WASHINGTON, D.C. 20549
___________________
 
FORM 8-K
 
CURRENT REPORT
 
Pursuant to Section 13 or 15(d) of the Securities Exchange Act of 1934
 
Date of Report (date of earliest event reported): March 29, 2004
 

EVCI CAREER COLLEGES INCORPORATED
(Exact name of registrant as specified in its charter)

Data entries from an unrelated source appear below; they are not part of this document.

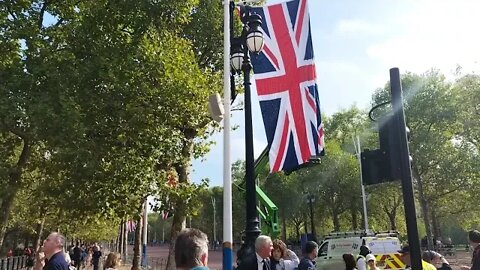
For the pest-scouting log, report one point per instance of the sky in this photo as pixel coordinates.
(355, 44)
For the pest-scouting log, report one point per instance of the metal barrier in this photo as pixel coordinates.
(157, 263)
(13, 263)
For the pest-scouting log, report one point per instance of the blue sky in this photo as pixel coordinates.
(356, 43)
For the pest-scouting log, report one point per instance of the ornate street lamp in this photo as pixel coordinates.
(250, 42)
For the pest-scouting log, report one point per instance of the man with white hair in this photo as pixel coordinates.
(260, 260)
(53, 250)
(191, 250)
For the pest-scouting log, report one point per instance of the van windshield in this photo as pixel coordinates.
(384, 246)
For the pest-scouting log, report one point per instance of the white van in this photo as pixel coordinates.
(384, 246)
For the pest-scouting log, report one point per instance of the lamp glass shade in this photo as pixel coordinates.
(255, 41)
(236, 60)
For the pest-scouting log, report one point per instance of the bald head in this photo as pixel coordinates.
(53, 244)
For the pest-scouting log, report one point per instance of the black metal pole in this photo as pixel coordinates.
(312, 224)
(252, 229)
(405, 169)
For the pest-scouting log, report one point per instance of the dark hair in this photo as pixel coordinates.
(112, 261)
(474, 236)
(428, 255)
(278, 244)
(349, 260)
(310, 246)
(190, 246)
(364, 250)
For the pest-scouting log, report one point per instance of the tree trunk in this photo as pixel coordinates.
(436, 228)
(297, 230)
(180, 214)
(305, 223)
(137, 245)
(425, 210)
(393, 221)
(120, 239)
(15, 179)
(124, 247)
(354, 214)
(39, 231)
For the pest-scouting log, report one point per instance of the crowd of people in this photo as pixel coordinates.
(191, 253)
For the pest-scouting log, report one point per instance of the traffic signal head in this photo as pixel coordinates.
(375, 167)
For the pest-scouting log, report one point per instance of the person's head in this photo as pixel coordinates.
(474, 238)
(364, 250)
(264, 246)
(432, 257)
(311, 249)
(350, 262)
(405, 252)
(191, 249)
(371, 261)
(67, 258)
(112, 261)
(279, 249)
(53, 244)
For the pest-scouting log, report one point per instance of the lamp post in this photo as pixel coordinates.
(310, 201)
(249, 42)
(214, 224)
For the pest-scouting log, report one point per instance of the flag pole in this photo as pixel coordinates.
(145, 231)
(227, 176)
(358, 150)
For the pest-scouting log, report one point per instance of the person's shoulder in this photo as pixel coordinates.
(428, 266)
(306, 264)
(200, 268)
(248, 262)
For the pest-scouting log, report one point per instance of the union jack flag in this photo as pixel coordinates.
(286, 84)
(131, 225)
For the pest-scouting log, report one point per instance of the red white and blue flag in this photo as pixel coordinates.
(286, 84)
(131, 225)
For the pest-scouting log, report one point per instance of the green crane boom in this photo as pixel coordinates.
(267, 210)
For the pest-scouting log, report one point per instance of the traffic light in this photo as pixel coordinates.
(374, 167)
(384, 164)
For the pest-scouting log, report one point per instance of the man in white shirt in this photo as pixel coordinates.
(259, 260)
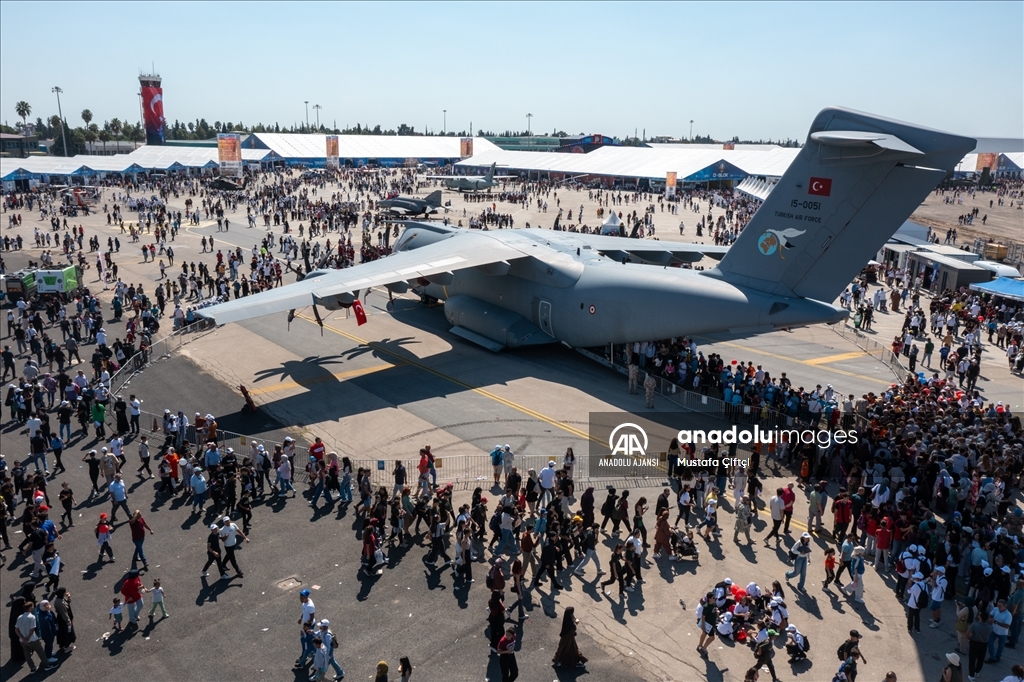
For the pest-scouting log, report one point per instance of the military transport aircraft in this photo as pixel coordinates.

Delaware 001-14827 06-1488212



(State of other jurisdiction
of incorporation)
(Commission
File Number)
(IRS Employer
Identification No.)

1 Van Der Donck Street, 2nd Floor, Yonkers, New York 10701

(Address of principal executive offices)
Registrant’s telephone number, including area code (914) 623-0700

Item 5. Other Events and Required FD Disclosure
 

On March 29, 2004, EVCI sold 1,038,962 shares of its common stock to institutional buyers. EVCI received gross proceeds of $10,000,000 ($9.625 per share) and net proceeds of approximately $9,345,000.

Expenses included a placement fee of (i) $600,000 and (ii) the issuance of warrants to purchase 62,338 shares of EVCI’s common stock. The warrants are initially exercisable at $14.338 per share, subject to antidilution adjustments.

EVCI can use the net proceeds for working capital and general corporate purposes, but not the repayment of debt of EVCI or any of its subsidiaries.

Item 7. Financial Statements, Pro Forma Financial Information and Exhibits

(c) Exhibits
Exhibit No. Description of Exhibit
   
4.1 Common Stock Warrant issued to placement agent.
 
10.1
Form of Securities Purchase Agreement dated March 29, 2004, by and among registrant and each buyer named in the Schedule of Buyers thereto.
 
10.2 Form of Registration Rights Agreement dated March 29, 2004, by and among registrant and each buyer named in the Schedule of Buyers thereto.
 

SIGNATURES

     Pursuant to the requirements of the Securities Exchange Act of 1934, the registrant has duly caused this Current Report to be signed on its behalf by the undersigned hereunto duly authorized.

  EVCI CAREER COLLEGES INCORPORATED
     
Dated: March 31, 2004 By:  /s/ Dr. John J. McGrath
   
   
Name: Dr. John J. McGrath
Title: Chief Executive Officer and President
     

EXHIBIT INDEX
Exhibit No. Description of Exhibit
   
4.1 Common Stock Warrant issued to placement agent.
 
10.1
Form of Securities Purchase Agreement dated March 29, 2004, by and among registrant and each buyer named in the Schedule of Buyers thereto.
 
10.2 Form of Registration Rights Agreement dated March 29, 2004, by and among registrant and each buyer named in the Schedule of Buyers thereto.